You are viewing a plain text version of this content. The canonical link for it is here.
Posted to commits@arrow.apache.org by pa...@apache.org on 2023/06/12 15:55:20 UTC

[arrow-nanoarrow] branch main updated: fix(extensions/nanoarrow_ipc): Don't produce arrays with NULL data buffers (#226)

This is an automated email from the ASF dual-hosted git repository.

paleolimbot pushed a commit to branch main
in repository https://gitbox.apache.org/repos/asf/arrow-nanoarrow.git


The following commit(s) were added to refs/heads/main by this push:
     new 7c6e4f3  fix(extensions/nanoarrow_ipc): Don't produce arrays with NULL data buffers (#226)
7c6e4f3 is described below

commit 7c6e4f3c134a17fc6f70ec61e0582cb199d36471
Author: Dewey Dunnington <de...@dunnington.ca>
AuthorDate: Mon Jun 12 11:55:14 2023 -0400

    fix(extensions/nanoarrow_ipc): Don't produce arrays with NULL data buffers (#226)
    
    This only affects Arrow C++ <= 9.0.0 consumers (i.e., the last Arrow C++
    that builds with default Centos 7 compilers and the version that exists
    on archlinux when you install from the system package manager).
    Technically it adds a redundant check when producing an Array; however,
    that check is cheap and the way to maximize performance would be to
    completely avoid the Array in the first place.
    
    Fixes verification failure on Centos 7 and Archlinux:
    https://github.com/apache/arrow-nanoarrow/actions/runs/5232667457/jobs/9447554040
    ,
    https://github.com/apache/arrow-nanoarrow/actions/runs/5232667457/jobs/9447553922
    , as tested by `export NANOARROW_PLATFORM=centos7 && docker compose run
    --rm verify`.
---
 .../src/nanoarrow/nanoarrow_ipc_decoder.c          | 26 +++++++++++++++-------
 1 file changed, 18 insertions(+), 8 deletions(-)

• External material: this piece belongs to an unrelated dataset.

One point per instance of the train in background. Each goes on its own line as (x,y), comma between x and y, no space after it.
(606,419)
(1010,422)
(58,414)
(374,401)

diff --git a/extensions/nanoarrow_ipc/src/nanoarrow/nanoarrow_ipc_decoder.c b/extensions/nanoarrow_ipc/src/nanoarrow/nanoarrow_ipc_decoder.c
index a38398f..9583565 100644
--- a/extensions/nanoarrow_ipc/src/nanoarrow/nanoarrow_ipc_decoder.c
+++ b/extensions/nanoarrow_ipc/src/nanoarrow/nanoarrow_ipc_decoder.c
@@ -1542,10 +1542,9 @@ static int ArrowIpcDecoderWalkSetArrayView(struct ArrowIpcArraySetter* setter,
   return NANOARROW_OK;
 }
 
-static ArrowErrorCode ArrowIpcDecoderDecodeArrayInternal(struct ArrowIpcDecoder* decoder,
-                                                         int64_t field_i,
-                                                         struct ArrowArray* out,
-                                                         struct ArrowError* error) {
+static ArrowErrorCode ArrowIpcDecoderDecodeArrayInternal(
+    struct ArrowIpcDecoder* decoder, int64_t field_i, struct ArrowArray* out,
+    enum ArrowValidationLevel validation_level, struct ArrowError* error) {
   struct ArrowIpcDecoderPrivate* private_data =
       (struct ArrowIpcDecoderPrivate*)decoder->private_data;
 
@@ -1569,8 +1568,17 @@ static ArrowErrorCode ArrowIpcDecoderDecodeArrayInternal(struct ArrowIpcDecoder*
         ArrowIpcDecoderWalkGetArray(root->array_view, root->array, out, error));
   }
 
-  // If validation is going to happen it has already occurred
-  ArrowArrayFinishBuilding(out, NANOARROW_VALIDATION_LEVEL_NONE, error);
+  // If validation is going to happen it has already occurred; however, the part of
+  // ArrowArrayFinishBuilding() that allocates a data buffer if the data buffer is
+  // NULL (required for compatability with Arrow <= 9.0.0) assumes CPU data access
+  // and thus needs a validation level >= default.
+  if (validation_level >= NANOARROW_VALIDATION_LEVEL_DEFAULT) {
+    NANOARROW_RETURN_NOT_OK(
+        ArrowArrayFinishBuilding(out, NANOARROW_VALIDATION_LEVEL_DEFAULT, error));
+  } else {
+    NANOARROW_RETURN_NOT_OK(
+        ArrowArrayFinishBuilding(out, NANOARROW_VALIDATION_LEVEL_NONE, error));
+  }
 
   return NANOARROW_OK;
 }
@@ -1644,7 +1652,8 @@ ArrowErrorCode ArrowIpcDecoderDecodeArray(struct ArrowIpcDecoder* decoder,
 
   struct ArrowArray temp;
   temp.release = NULL;
-  int result = ArrowIpcDecoderDecodeArrayInternal(decoder, i, &temp, error);
+  int result =
+      ArrowIpcDecoderDecodeArrayInternal(decoder, i, &temp, validation_level, error);
   if (result != NANOARROW_OK && temp.release != NULL) {
     temp.release(&temp);
   } else if (result != NANOARROW_OK) {
@@ -1667,7 +1676,8 @@ ArrowErrorCode ArrowIpcDecoderDecodeArrayFromShared(
 
   struct ArrowArray temp;
   temp.release = NULL;
-  int result = ArrowIpcDecoderDecodeArrayInternal(decoder, i, &temp, error);
+  int result =
+      ArrowIpcDecoderDecodeArrayInternal(decoder, i, &temp, validation_level, error);
   if (result != NANOARROW_OK && temp.release != NULL) {
     temp.release(&temp);
   } else if (result != NANOARROW_OK) {